Children in Syria suffer unspeakable abuses in war: UN
Children enduring the war in Syria have suffered terrible abuses, with the government and allied militia responsible for many killings, maiming and torture
United Nations: Children enduring the war in Syria have suffered terrible abuses, with the government and allied militia responsible for many killings, maiming and torture, according to a grim UN report.
Rebels have also recruited youngsters as soldiers and used terror tactics in civilian areas, according to the UN’s first report on this area of the conflict that was released to the Security Council on Tuesday.
It detailed gruesome incidents of torture including children being raped or beaten with metal cables, suffering electric shocks to the genitals and having their fingernails ripped out.
“Violations must come to an end now,” UN Secretary General Ban Ki-moon said in the report. “I therefore urge all parties to the conflict to take, without delay, all measures to protect and uphold the rights of all children in Syria.”

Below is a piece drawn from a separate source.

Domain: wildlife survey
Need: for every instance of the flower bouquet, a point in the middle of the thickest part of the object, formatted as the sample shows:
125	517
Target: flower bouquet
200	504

The report covered the period from March 1, 2011 to November 15 last year in a conflict that has now left more than 135,000 people dead.
It details a series of abuses Syrian children have suffered since the opposition rose up to try to depose President Bashar al-Assad.
They range from direct commission of abuse, including sexual violence, to more general violation of their rights, from school closures and denial of access to humanitarian aid, the UN website said, quoting from the report.
“The present report highlights that use of weaponry and military tactics that are disproportionate and indiscriminate by Government forces and associated militias has resulted in countless killings and the maiming of children, and has obstructed children’s access to education and health services,” Ban wrote.
“Government forces have also been responsible for the arrest, arbitrary detention, ill treatment and torture of children,” he added.
“Armed opposition groups have been responsible for the recruitment and use of children both in combat and support roles, as well as for conducting military operations, including using terror tactics, in civilian-populated areas, leading to civilian casualties, including children.”